The second mortgages are therefore riskier for the lender. Thus, second mortgage loans have a higher interest rate. They also carry closing costs and points that make them more expensive.
There are different types of second mortgages. In the most common type, the borrower takes loan for only the actual equity. For example, if a property is valued for $75,000 and if the owner has availed a first mortgage for $50,000, it is easy to secure a second mortgage for $25,000.
A line-of-credit second mortgage is another type in which the borrower applies for a loan but does not avail himself of it immediately. He can draw the money whenever he needs it.
Sometimes a second mortgage is taken at the same time the borrower secures the first mortgage.

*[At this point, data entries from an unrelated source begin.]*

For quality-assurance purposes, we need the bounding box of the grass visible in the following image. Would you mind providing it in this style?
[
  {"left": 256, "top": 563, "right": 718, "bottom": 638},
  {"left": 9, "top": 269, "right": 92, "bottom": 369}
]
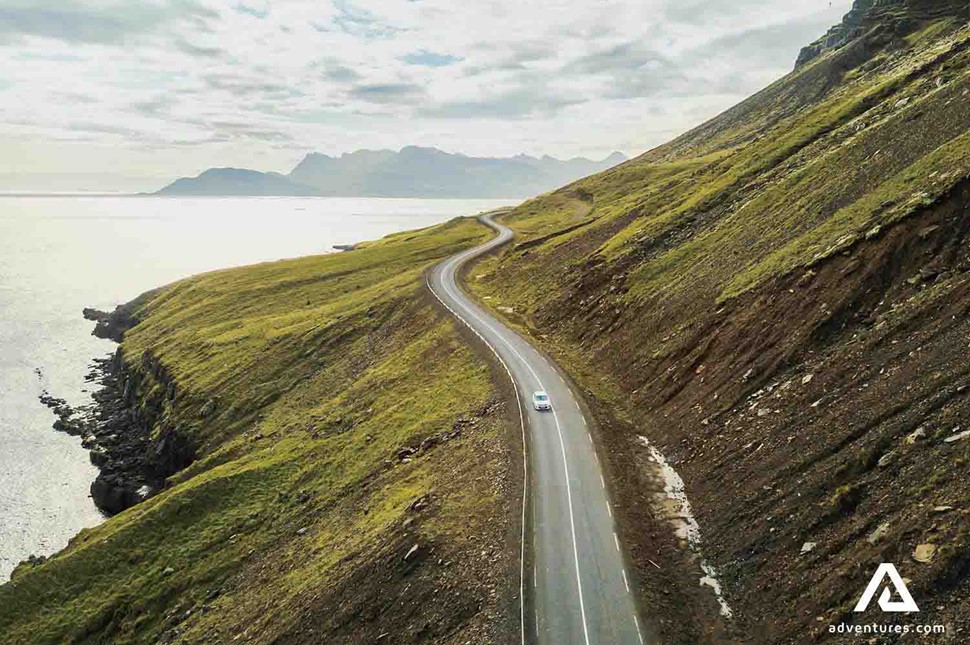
[
  {"left": 0, "top": 216, "right": 515, "bottom": 644},
  {"left": 724, "top": 128, "right": 970, "bottom": 299},
  {"left": 467, "top": 20, "right": 970, "bottom": 327}
]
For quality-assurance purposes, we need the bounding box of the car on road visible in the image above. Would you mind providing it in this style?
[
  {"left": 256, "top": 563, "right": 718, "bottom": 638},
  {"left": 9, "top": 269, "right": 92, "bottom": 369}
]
[{"left": 533, "top": 391, "right": 552, "bottom": 411}]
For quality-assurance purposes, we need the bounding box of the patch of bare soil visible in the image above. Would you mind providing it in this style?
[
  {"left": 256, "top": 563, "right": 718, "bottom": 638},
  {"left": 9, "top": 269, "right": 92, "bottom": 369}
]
[
  {"left": 582, "top": 183, "right": 970, "bottom": 642},
  {"left": 582, "top": 390, "right": 740, "bottom": 644},
  {"left": 473, "top": 176, "right": 970, "bottom": 641}
]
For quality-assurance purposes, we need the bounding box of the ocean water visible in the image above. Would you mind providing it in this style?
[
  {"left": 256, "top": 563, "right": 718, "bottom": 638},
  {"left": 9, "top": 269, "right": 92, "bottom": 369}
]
[{"left": 0, "top": 195, "right": 514, "bottom": 581}]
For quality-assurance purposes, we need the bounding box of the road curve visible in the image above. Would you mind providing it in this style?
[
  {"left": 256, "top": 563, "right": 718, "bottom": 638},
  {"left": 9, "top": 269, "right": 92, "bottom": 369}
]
[{"left": 427, "top": 211, "right": 647, "bottom": 645}]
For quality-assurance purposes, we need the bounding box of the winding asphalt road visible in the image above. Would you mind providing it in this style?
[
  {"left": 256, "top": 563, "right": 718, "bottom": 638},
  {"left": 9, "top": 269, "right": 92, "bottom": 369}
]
[{"left": 427, "top": 211, "right": 647, "bottom": 645}]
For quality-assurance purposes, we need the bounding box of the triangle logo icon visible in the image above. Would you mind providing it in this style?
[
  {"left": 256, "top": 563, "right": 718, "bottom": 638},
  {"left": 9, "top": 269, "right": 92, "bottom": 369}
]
[{"left": 854, "top": 563, "right": 919, "bottom": 613}]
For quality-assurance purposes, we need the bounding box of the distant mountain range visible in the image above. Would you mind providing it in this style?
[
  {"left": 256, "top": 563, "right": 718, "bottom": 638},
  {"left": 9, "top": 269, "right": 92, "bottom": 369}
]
[{"left": 155, "top": 146, "right": 627, "bottom": 198}]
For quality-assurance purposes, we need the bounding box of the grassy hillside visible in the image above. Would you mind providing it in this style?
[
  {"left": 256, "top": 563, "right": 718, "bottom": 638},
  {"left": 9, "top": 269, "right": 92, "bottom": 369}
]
[
  {"left": 469, "top": 16, "right": 970, "bottom": 644},
  {"left": 0, "top": 217, "right": 519, "bottom": 644}
]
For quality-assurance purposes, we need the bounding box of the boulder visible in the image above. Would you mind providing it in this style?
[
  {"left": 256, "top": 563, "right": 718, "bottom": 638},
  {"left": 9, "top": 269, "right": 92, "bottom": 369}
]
[
  {"left": 913, "top": 544, "right": 937, "bottom": 563},
  {"left": 867, "top": 522, "right": 890, "bottom": 545},
  {"left": 90, "top": 476, "right": 143, "bottom": 515}
]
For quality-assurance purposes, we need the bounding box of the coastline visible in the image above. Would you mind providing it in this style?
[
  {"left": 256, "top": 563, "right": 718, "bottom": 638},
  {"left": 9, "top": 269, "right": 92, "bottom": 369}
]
[
  {"left": 34, "top": 301, "right": 193, "bottom": 524},
  {"left": 0, "top": 195, "right": 514, "bottom": 589},
  {"left": 1, "top": 215, "right": 520, "bottom": 643}
]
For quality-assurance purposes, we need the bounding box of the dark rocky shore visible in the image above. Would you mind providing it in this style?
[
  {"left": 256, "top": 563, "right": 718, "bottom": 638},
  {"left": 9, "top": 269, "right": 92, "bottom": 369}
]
[{"left": 39, "top": 304, "right": 195, "bottom": 515}]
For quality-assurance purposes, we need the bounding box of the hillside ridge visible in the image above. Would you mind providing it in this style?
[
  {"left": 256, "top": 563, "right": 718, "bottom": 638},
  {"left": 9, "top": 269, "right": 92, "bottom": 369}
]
[
  {"left": 0, "top": 218, "right": 521, "bottom": 644},
  {"left": 466, "top": 10, "right": 970, "bottom": 642}
]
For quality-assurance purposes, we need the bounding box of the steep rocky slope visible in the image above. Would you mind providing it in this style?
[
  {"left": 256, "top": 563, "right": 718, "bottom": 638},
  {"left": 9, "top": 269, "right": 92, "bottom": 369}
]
[
  {"left": 469, "top": 7, "right": 970, "bottom": 643},
  {"left": 797, "top": 0, "right": 967, "bottom": 67},
  {"left": 0, "top": 218, "right": 520, "bottom": 644}
]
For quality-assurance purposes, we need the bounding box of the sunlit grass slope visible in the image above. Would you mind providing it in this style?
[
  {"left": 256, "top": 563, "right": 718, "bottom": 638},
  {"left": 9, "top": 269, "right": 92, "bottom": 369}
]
[
  {"left": 0, "top": 217, "right": 517, "bottom": 644},
  {"left": 480, "top": 20, "right": 970, "bottom": 318}
]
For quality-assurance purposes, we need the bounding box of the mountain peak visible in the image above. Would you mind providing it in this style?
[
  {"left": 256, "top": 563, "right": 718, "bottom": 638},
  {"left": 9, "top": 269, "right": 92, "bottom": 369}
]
[
  {"left": 795, "top": 0, "right": 968, "bottom": 68},
  {"left": 300, "top": 152, "right": 333, "bottom": 162},
  {"left": 399, "top": 145, "right": 455, "bottom": 158}
]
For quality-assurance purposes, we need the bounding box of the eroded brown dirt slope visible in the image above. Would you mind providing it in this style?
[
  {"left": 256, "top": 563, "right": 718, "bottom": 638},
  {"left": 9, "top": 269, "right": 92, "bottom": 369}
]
[{"left": 469, "top": 6, "right": 970, "bottom": 643}]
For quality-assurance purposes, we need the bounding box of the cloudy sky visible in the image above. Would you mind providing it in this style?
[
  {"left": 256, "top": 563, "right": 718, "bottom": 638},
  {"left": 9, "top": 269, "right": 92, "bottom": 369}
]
[{"left": 0, "top": 0, "right": 851, "bottom": 191}]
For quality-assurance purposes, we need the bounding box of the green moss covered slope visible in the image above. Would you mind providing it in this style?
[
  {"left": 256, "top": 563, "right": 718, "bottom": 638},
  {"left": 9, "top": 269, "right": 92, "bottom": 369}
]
[{"left": 0, "top": 217, "right": 519, "bottom": 644}]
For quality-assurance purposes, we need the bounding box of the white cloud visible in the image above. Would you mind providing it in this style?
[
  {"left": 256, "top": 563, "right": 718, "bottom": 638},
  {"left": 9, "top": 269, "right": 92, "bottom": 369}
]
[{"left": 0, "top": 0, "right": 853, "bottom": 190}]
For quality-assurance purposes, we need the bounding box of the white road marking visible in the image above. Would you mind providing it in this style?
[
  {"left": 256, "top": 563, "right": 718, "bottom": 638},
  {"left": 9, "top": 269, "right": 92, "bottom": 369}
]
[
  {"left": 426, "top": 256, "right": 530, "bottom": 645},
  {"left": 428, "top": 215, "right": 645, "bottom": 645},
  {"left": 437, "top": 263, "right": 592, "bottom": 643},
  {"left": 436, "top": 257, "right": 545, "bottom": 387},
  {"left": 635, "top": 616, "right": 644, "bottom": 644},
  {"left": 607, "top": 501, "right": 613, "bottom": 518},
  {"left": 622, "top": 569, "right": 630, "bottom": 592},
  {"left": 550, "top": 407, "right": 592, "bottom": 645}
]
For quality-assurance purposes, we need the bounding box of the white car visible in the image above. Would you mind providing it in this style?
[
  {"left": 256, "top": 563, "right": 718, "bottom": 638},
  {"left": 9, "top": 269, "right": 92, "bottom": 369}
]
[{"left": 533, "top": 391, "right": 552, "bottom": 411}]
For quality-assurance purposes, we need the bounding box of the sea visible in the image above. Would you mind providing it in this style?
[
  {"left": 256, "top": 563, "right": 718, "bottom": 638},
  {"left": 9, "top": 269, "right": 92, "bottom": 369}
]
[{"left": 0, "top": 195, "right": 515, "bottom": 581}]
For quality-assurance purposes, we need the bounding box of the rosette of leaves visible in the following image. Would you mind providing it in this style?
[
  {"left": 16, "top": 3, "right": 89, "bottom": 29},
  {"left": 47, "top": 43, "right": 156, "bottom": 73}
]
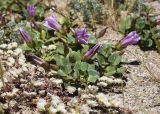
[
  {"left": 19, "top": 24, "right": 125, "bottom": 87},
  {"left": 119, "top": 4, "right": 160, "bottom": 52}
]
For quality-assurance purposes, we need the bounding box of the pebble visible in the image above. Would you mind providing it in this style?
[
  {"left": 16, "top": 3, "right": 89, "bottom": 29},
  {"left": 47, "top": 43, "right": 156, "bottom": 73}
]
[
  {"left": 86, "top": 100, "right": 98, "bottom": 107},
  {"left": 23, "top": 91, "right": 37, "bottom": 97},
  {"left": 6, "top": 57, "right": 15, "bottom": 66},
  {"left": 0, "top": 44, "right": 7, "bottom": 49},
  {"left": 50, "top": 78, "right": 63, "bottom": 87},
  {"left": 37, "top": 98, "right": 47, "bottom": 111},
  {"left": 33, "top": 81, "right": 45, "bottom": 87},
  {"left": 66, "top": 86, "right": 76, "bottom": 94},
  {"left": 96, "top": 93, "right": 111, "bottom": 107}
]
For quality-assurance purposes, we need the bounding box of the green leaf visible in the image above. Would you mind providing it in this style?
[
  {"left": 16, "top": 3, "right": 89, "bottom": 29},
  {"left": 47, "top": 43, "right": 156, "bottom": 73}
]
[
  {"left": 19, "top": 44, "right": 32, "bottom": 51},
  {"left": 62, "top": 64, "right": 72, "bottom": 74},
  {"left": 58, "top": 69, "right": 68, "bottom": 77},
  {"left": 105, "top": 66, "right": 116, "bottom": 76},
  {"left": 97, "top": 54, "right": 105, "bottom": 65},
  {"left": 69, "top": 50, "right": 81, "bottom": 62},
  {"left": 67, "top": 34, "right": 76, "bottom": 43},
  {"left": 88, "top": 36, "right": 97, "bottom": 44},
  {"left": 117, "top": 67, "right": 126, "bottom": 74},
  {"left": 87, "top": 69, "right": 99, "bottom": 83},
  {"left": 135, "top": 18, "right": 145, "bottom": 30},
  {"left": 88, "top": 64, "right": 95, "bottom": 71},
  {"left": 119, "top": 16, "right": 132, "bottom": 34},
  {"left": 56, "top": 44, "right": 64, "bottom": 55},
  {"left": 88, "top": 75, "right": 99, "bottom": 83},
  {"left": 147, "top": 39, "right": 153, "bottom": 47},
  {"left": 108, "top": 54, "right": 122, "bottom": 66},
  {"left": 74, "top": 61, "right": 81, "bottom": 70},
  {"left": 81, "top": 62, "right": 88, "bottom": 72}
]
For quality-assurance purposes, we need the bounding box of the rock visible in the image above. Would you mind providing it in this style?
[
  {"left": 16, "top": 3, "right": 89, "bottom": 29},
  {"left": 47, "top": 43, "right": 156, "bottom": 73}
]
[
  {"left": 6, "top": 57, "right": 15, "bottom": 66},
  {"left": 0, "top": 44, "right": 7, "bottom": 49},
  {"left": 96, "top": 93, "right": 111, "bottom": 107},
  {"left": 66, "top": 86, "right": 76, "bottom": 94},
  {"left": 88, "top": 85, "right": 99, "bottom": 93},
  {"left": 9, "top": 100, "right": 17, "bottom": 108},
  {"left": 23, "top": 91, "right": 37, "bottom": 97},
  {"left": 50, "top": 78, "right": 63, "bottom": 87},
  {"left": 50, "top": 95, "right": 67, "bottom": 113},
  {"left": 33, "top": 81, "right": 45, "bottom": 87},
  {"left": 1, "top": 88, "right": 19, "bottom": 99},
  {"left": 86, "top": 100, "right": 98, "bottom": 107},
  {"left": 37, "top": 98, "right": 47, "bottom": 111}
]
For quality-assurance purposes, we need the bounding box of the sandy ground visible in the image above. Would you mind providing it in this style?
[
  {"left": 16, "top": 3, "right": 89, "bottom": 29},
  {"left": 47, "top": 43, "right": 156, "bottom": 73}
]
[{"left": 0, "top": 0, "right": 160, "bottom": 114}]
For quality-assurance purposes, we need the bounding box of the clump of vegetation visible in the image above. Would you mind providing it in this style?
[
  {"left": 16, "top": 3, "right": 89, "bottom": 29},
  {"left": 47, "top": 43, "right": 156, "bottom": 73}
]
[
  {"left": 18, "top": 4, "right": 140, "bottom": 87},
  {"left": 119, "top": 4, "right": 160, "bottom": 52},
  {"left": 70, "top": 0, "right": 105, "bottom": 26}
]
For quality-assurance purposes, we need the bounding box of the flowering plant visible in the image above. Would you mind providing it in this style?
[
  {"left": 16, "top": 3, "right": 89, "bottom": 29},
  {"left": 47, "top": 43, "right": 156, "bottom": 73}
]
[{"left": 18, "top": 6, "right": 140, "bottom": 86}]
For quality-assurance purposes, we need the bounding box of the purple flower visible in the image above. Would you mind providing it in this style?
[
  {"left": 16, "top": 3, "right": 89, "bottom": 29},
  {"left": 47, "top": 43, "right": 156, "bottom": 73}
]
[
  {"left": 43, "top": 16, "right": 61, "bottom": 31},
  {"left": 27, "top": 5, "right": 36, "bottom": 18},
  {"left": 83, "top": 44, "right": 102, "bottom": 60},
  {"left": 75, "top": 28, "right": 91, "bottom": 44},
  {"left": 0, "top": 14, "right": 5, "bottom": 25},
  {"left": 19, "top": 28, "right": 33, "bottom": 46},
  {"left": 26, "top": 54, "right": 50, "bottom": 69},
  {"left": 120, "top": 31, "right": 141, "bottom": 47},
  {"left": 27, "top": 54, "right": 45, "bottom": 65}
]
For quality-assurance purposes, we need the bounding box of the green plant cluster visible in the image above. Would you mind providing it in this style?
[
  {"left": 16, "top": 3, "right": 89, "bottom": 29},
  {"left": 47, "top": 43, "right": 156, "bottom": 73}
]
[
  {"left": 119, "top": 4, "right": 160, "bottom": 52},
  {"left": 70, "top": 0, "right": 104, "bottom": 24},
  {"left": 20, "top": 22, "right": 125, "bottom": 86},
  {"left": 0, "top": 0, "right": 45, "bottom": 21}
]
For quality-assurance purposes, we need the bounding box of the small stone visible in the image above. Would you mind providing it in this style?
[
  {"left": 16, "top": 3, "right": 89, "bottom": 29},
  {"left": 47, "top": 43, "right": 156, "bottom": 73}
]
[
  {"left": 49, "top": 107, "right": 57, "bottom": 113},
  {"left": 7, "top": 57, "right": 15, "bottom": 66},
  {"left": 50, "top": 78, "right": 63, "bottom": 86},
  {"left": 86, "top": 100, "right": 98, "bottom": 107},
  {"left": 97, "top": 82, "right": 108, "bottom": 87},
  {"left": 0, "top": 49, "right": 3, "bottom": 54},
  {"left": 0, "top": 81, "right": 3, "bottom": 90},
  {"left": 0, "top": 44, "right": 7, "bottom": 49},
  {"left": 88, "top": 85, "right": 98, "bottom": 93},
  {"left": 39, "top": 90, "right": 46, "bottom": 96},
  {"left": 9, "top": 100, "right": 17, "bottom": 108},
  {"left": 96, "top": 93, "right": 111, "bottom": 107},
  {"left": 23, "top": 91, "right": 37, "bottom": 97},
  {"left": 33, "top": 81, "right": 44, "bottom": 87},
  {"left": 67, "top": 97, "right": 78, "bottom": 107},
  {"left": 11, "top": 42, "right": 18, "bottom": 48},
  {"left": 1, "top": 88, "right": 19, "bottom": 98},
  {"left": 66, "top": 86, "right": 76, "bottom": 94},
  {"left": 81, "top": 94, "right": 95, "bottom": 99},
  {"left": 56, "top": 103, "right": 67, "bottom": 113},
  {"left": 51, "top": 95, "right": 62, "bottom": 107},
  {"left": 37, "top": 98, "right": 47, "bottom": 111},
  {"left": 7, "top": 50, "right": 13, "bottom": 55},
  {"left": 14, "top": 48, "right": 22, "bottom": 56},
  {"left": 7, "top": 44, "right": 13, "bottom": 50}
]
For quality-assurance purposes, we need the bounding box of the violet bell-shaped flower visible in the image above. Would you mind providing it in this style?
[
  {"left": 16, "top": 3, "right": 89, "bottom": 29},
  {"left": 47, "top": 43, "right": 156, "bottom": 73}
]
[
  {"left": 0, "top": 14, "right": 5, "bottom": 25},
  {"left": 43, "top": 16, "right": 61, "bottom": 31},
  {"left": 116, "top": 31, "right": 141, "bottom": 50},
  {"left": 19, "top": 28, "right": 33, "bottom": 47},
  {"left": 26, "top": 54, "right": 50, "bottom": 69},
  {"left": 83, "top": 43, "right": 102, "bottom": 60},
  {"left": 75, "top": 28, "right": 91, "bottom": 44},
  {"left": 27, "top": 5, "right": 36, "bottom": 18}
]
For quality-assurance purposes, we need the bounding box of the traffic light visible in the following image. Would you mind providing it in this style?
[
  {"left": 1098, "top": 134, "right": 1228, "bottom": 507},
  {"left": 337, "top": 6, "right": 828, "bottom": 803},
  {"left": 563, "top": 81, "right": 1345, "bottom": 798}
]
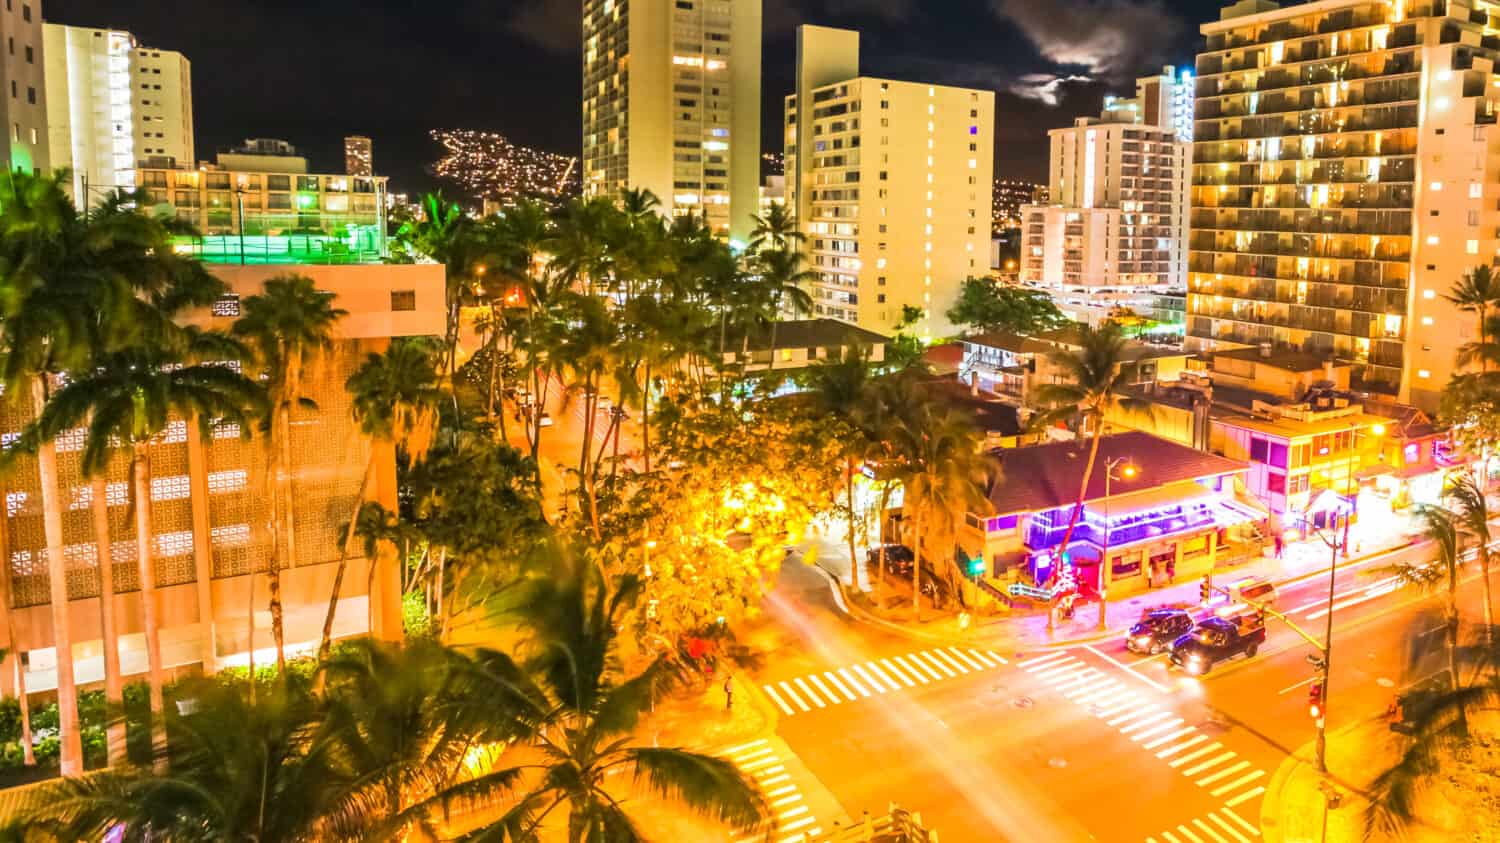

For example if the borrower wants to obtain a loan that demands a forty percent down payment and he has only thirty percent, he can apply for a mortgage for the required ten percent.
A second mortgage loan can also be applied for a value that is more than that of the borrower’s property. But these types of loans are riskier for the financiers and demand greater credit. Moreover, the interest may not be fully tax deductible.
A second-mortgage loan is a good option if you need money urgently. Refinancing the first loan could also be a better option, but it depends on your case. But beware of the transaction costs when you decide between a second mortgage and a refinancing option.